Over 1.67L Indians deported from abroad in 5 years, govt tells House

Morning Standard

Over 1.67L Indians deported from abroad in 5 years, govt tells House

Context

The article reports that over 1.67 lakh Indian nationals were deported between 2021–2025, as informed by the Ministry of External Affairs in the Lok Sabha. The highest deportations were from Gulf and Southeast Asian countries. The report also flags recruitment scams, fraudulent travel agents, and complaints registered across Indian states.


Key Arguments in the Article

Scale of Deportations

  • 1.21 lakh deported from Saudi Arabia
  • 22,209 from UAE
  • Significant numbers from Malaysia, Qatar, US, Myanmar
  • European countries account for relatively fewer cases

Fraudulent Recruitment Networks

  • 3,925 complaints and 955 FIRs registered
  • Andhra Pradesh, Kerala, Tamil Nadu among states reporting high cases
  • Social media used for overseas job scams

Government Response

  • Acknowledgement of dubious entities
  • Deportations often linked to visa violations, illegal stay, or document irregularities
  • Limited information-sharing from foreign governments except during deportation processes

Author’s Stance

The tone is largely factual and parliamentary in orientation. It focuses on:

  • Government data disclosure
  • Law enforcement action
  • Recruitment fraud dimension

The article avoids overt editorialising, but the framing indirectly highlights systemic vulnerabilities in migration governance and labour protection.
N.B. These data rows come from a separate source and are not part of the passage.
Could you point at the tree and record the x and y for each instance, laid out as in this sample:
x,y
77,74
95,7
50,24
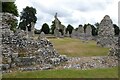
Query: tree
x,y
9,7
69,29
116,29
45,28
52,27
27,16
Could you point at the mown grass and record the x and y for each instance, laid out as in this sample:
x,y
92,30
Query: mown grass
x,y
77,48
66,73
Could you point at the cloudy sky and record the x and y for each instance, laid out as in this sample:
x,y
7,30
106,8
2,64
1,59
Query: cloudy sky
x,y
72,12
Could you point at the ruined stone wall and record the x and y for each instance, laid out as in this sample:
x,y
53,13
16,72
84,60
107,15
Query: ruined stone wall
x,y
20,53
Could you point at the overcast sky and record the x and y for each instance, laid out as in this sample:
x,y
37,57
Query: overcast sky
x,y
72,12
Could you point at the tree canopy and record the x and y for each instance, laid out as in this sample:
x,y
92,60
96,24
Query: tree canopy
x,y
27,16
9,7
116,29
45,28
69,29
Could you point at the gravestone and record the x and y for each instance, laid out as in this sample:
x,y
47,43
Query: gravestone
x,y
74,34
32,28
42,36
58,27
106,32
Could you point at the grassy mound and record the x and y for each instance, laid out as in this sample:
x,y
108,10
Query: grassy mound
x,y
77,48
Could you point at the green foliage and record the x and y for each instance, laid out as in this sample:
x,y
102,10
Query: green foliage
x,y
52,27
116,29
69,29
9,7
37,31
27,16
45,28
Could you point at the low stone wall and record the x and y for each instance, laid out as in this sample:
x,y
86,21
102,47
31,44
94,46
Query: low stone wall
x,y
84,63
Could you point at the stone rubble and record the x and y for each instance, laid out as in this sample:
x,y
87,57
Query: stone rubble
x,y
21,53
106,33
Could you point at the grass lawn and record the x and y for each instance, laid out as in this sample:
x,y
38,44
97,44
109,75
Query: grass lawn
x,y
66,73
76,48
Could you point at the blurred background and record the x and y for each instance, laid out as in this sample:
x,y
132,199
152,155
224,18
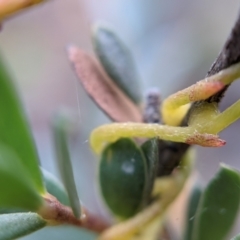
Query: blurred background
x,y
174,43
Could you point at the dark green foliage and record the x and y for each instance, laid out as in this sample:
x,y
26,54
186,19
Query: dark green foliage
x,y
123,176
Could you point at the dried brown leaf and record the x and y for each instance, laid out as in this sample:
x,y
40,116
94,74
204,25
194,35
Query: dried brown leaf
x,y
101,89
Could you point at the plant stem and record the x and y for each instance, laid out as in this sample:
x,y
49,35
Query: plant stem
x,y
55,213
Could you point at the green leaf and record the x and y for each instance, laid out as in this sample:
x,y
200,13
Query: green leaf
x,y
150,150
16,187
19,224
62,233
117,61
218,206
123,177
63,125
55,187
191,211
14,129
236,237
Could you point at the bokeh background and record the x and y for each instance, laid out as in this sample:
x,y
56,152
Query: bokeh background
x,y
174,43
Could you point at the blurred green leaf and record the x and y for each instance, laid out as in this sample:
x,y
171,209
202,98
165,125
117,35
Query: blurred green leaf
x,y
218,206
117,61
150,150
55,187
17,189
63,126
19,224
236,237
62,233
14,129
123,177
191,211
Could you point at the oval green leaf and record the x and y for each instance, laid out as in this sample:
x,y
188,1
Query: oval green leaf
x,y
17,190
16,225
123,177
63,126
191,211
218,206
14,129
55,187
117,61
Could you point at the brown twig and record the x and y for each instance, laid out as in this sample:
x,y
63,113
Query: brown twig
x,y
55,213
229,55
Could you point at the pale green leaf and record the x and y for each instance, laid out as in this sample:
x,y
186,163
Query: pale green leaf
x,y
117,61
55,187
191,211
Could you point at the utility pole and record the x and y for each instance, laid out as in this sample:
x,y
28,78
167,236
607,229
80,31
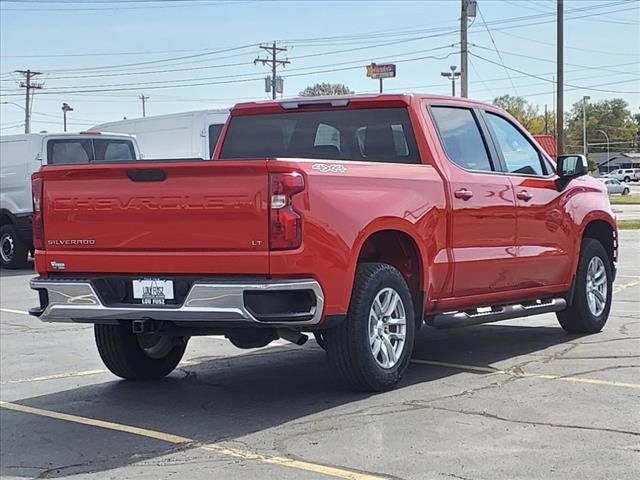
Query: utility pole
x,y
452,75
560,75
66,108
608,152
144,100
584,124
272,50
28,85
546,121
467,11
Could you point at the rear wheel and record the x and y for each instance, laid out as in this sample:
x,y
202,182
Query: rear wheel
x,y
13,252
371,349
589,310
138,356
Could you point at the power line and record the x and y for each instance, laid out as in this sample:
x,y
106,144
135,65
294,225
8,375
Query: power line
x,y
496,49
551,81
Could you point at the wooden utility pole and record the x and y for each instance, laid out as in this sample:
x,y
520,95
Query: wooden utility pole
x,y
144,99
273,50
66,108
464,17
28,85
560,77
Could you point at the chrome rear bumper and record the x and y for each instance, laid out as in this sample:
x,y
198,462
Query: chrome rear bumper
x,y
70,300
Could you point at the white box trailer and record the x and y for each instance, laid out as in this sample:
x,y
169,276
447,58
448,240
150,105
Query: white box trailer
x,y
22,155
177,135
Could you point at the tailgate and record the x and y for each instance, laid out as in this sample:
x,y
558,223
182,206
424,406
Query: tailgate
x,y
188,216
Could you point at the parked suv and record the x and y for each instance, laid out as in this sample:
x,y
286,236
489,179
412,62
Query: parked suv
x,y
625,175
357,219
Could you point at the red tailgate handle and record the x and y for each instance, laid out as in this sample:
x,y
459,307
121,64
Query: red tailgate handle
x,y
463,193
524,195
147,175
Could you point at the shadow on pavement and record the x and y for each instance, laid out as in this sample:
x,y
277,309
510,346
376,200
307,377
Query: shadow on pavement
x,y
221,399
4,272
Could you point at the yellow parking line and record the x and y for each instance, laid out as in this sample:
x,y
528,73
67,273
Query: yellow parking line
x,y
543,376
211,447
11,310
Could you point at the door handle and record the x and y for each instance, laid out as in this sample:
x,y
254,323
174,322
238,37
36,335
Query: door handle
x,y
463,193
147,175
524,195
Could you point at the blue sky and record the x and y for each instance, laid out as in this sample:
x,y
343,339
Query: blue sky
x,y
91,53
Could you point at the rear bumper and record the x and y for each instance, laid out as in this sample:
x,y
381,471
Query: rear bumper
x,y
259,301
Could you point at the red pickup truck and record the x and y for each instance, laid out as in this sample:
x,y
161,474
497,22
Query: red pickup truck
x,y
358,219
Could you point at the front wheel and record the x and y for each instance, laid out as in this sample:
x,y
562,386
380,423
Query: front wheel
x,y
589,311
371,349
13,252
138,356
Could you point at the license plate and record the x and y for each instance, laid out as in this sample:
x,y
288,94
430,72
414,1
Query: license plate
x,y
153,291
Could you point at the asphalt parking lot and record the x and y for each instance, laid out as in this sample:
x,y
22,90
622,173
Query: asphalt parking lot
x,y
515,399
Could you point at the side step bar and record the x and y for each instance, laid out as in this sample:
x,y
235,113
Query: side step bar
x,y
495,313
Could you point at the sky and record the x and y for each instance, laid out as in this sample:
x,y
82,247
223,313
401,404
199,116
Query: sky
x,y
100,56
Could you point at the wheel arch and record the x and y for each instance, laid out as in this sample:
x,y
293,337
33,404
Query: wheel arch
x,y
398,246
6,217
605,232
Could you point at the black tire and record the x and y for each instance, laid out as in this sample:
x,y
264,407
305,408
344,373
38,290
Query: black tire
x,y
578,317
348,345
122,353
14,253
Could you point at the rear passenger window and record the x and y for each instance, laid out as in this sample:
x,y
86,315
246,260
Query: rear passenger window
x,y
214,133
113,150
461,138
69,152
519,154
Structural Issues Underlying the Numbers

Push Factors

  • High youth unemployment
  • Aspirational migration culture
  • Skill mismatch domestically

Pull Factors

  • Gulf labour demand
  • Informal recruitment chains
  • Perception of high wages abroad

Intermediary Exploitation

  • Unregulated recruitment agents
  • Social media-driven scams
  • Inadequate awareness of legal migration pathways

Pros and Cons of Government Handling

Pros

  • Parliamentary transparency in sharing data
  • FIRs and complaint registration indicate enforcement response
  • Recognition of recruitment scams

Cons

  • Preventive regulation of agents appears reactive, not systemic
  • Limited bilateral labour monitoring frameworks
  • Inadequate migrant pre-departure counselling in vulnerable states

Policy Implications

Migration Governance Reform
The data underscores the need to strengthen the Emigration Act framework, digital verification of recruitment agencies, and stricter licensing norms.

Labour Diplomacy
India must institutionalise:

  • Labour mobility agreements
  • Social security portability
  • Standardised worker contracts

Data Transparency and Bilateral Cooperation
Foreign governments not sharing full details of illegal stays limits preventive policymaking. Structured information-sharing arrangements are essential.

State-Level Accountability
High complaint concentration in certain states suggests the need for:

  • Migrant resource centres
  • Skill certification alignment with destination-country requirements
  • Stronger policing of recruitment intermediaries

Real-World Impact

  • Economic loss to families due to fraud
  • Social distress and indebtedness
  • Reputational risks for Indian migrant workforce
  • Diplomatic sensitivities in labour-receiving countries

At the macro level, remittances remain a strong pillar of India’s external sector stability. However, irregular migration episodes can destabilise both livelihoods and bilateral trust.


UPSC GS Paper Alignment

GS Paper II – International Relations

  • Labour mobility and diaspora diplomacy
  • Bilateral agreements with Gulf countries
  • Protection of Indian nationals abroad

GS Paper II – Governance

  • Regulation of recruitment agencies
  • Role of MEA and state governments

GS Paper III – Economy

  • Remittances and external sector stability
  • Migration and labour markets

GS Paper I – Indian Society

  • Migration trends
  • Youth aspirations and unemployment

 

Balanced Conclusion and Future Perspective

The deportation of over 1.67 lakh Indians reflects not merely immigration violations but deeper structural issues in labour migration management. While enforcement mechanisms are functioning post-facto, preventive regulation remains inadequate.

Going forward, India must:

  1. Strengthen legal migration channels and awareness campaigns
  2. Digitally regulate and monitor recruitment agents
  3. Expand labour mobility partnerships
  4. Integrate skill development with global labour demand

Migration will continue to be a vital economic and social phenomenon. The challenge is to transform it from a vulnerability-driven exodus into a regulated, skill-based mobility strategy that protects workers while strengthening India’s global labour footprint.